Where could she be? I swallow hard. My heart hardens against the desire to hunt her down. I can’t change our plans to save my friend. I can’t… My teeth clench together in anger.

“Thank you.” I know Sia will read everything in my mind. Now that she’s not wearing her collar, it’s instinctual for her. Like smelling food cooking in a kitchen, she’ll be drawn to the intensity of my thoughts and emotions.

This is difficult, Prince Cole. I am having a hard time watching everything. Her violet eyes open and I can see the strain of what she’s trying to do. Watching and listening to so many minds. She’s never been around this many people before, never tried to maintain connections with so many. I’m trying my best. I should have been paying attention to Lee when she disappeared. Then I’d know. She disappeared while the Steel soldiers were attacking.

I shake my head. “No. You’re doing everything you can,” I say. “Keep it up. I have to get back to Maeve.” I pause, recognizing something for the first time. “Wait. Can you see inside Gethin’s mind? Can you read his thoughts?”

Yes. I have tried to focus on him since he drew himself away from the steel-lined rooms. He is… broken. His mind does not flow as it should.

I nod. “Yes, but has he thought of how he can die? Has he focused on any specific things? Weaknesses or fears?”

He only thinks of the Thrones. And Calyr. His mind goes back to a talk he had with Calyr many, many years ago when he was young. He is consumed. Dark hair and a black blade.

I sigh. No, it couldn’t be that simple. “Thank you, Sia,” I say before turning back to the shadow walker. “Bring me back to the void. Echo will know where I came from.”

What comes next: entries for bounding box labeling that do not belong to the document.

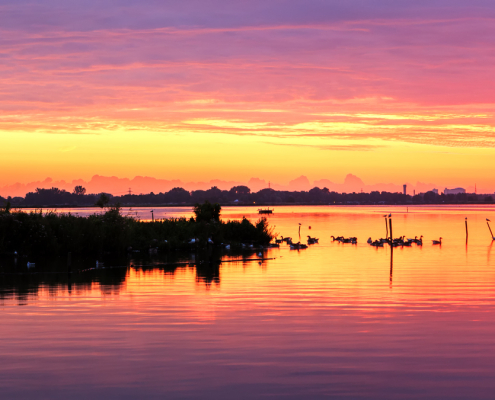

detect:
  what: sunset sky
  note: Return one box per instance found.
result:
[0,0,495,192]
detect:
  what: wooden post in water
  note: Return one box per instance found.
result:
[67,251,72,272]
[388,217,394,242]
[390,246,394,287]
[486,218,495,240]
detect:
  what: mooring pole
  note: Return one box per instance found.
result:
[388,217,394,242]
[486,219,495,240]
[67,251,72,273]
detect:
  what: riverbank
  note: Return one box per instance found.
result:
[0,202,273,256]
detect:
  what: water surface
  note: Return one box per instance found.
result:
[0,206,495,399]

The man nods to me and takes my wrist before pulling me into the shadows again. That half a moment in the void—where I’m not in control—I feel the pressing weight of the darkness. This time, though, it feels different. I’ve been here a thousand times, no different from the shadow walker ferrying me, and I’ve always felt that oppressive weight.

Now, it feels hungrier. It feels ready to consume me. It feels… like it’s waiting for me.

Is it helplessness that threatens to consume me? Is it the number of times that I’ve gone in and out of the void recently? Are there traces of black in my eyes?

Then Echo’s shadows wrap around me and pull me out of the void and onto the breezeway where Gethin and Maeve should be.

But they’re both gone. I reach out through our bond, and I feel nothing. Just like when she’d talked to The Darkness with Echo. The void has built that barrier in our bond like we’d expected it to, but I hadn’t expected her to leave this place.

Damn it all. Where is she? She can’t be dead. I’d feel that. It wouldn’t be this separation. It’d be a hole in my soul. My bond with her would be intact, but she’d be gone to a place I couldn’t follow. There’d be more pain than I can imagine.

She’s not dead. She’s… missing . Along with Gethin. But why? And where?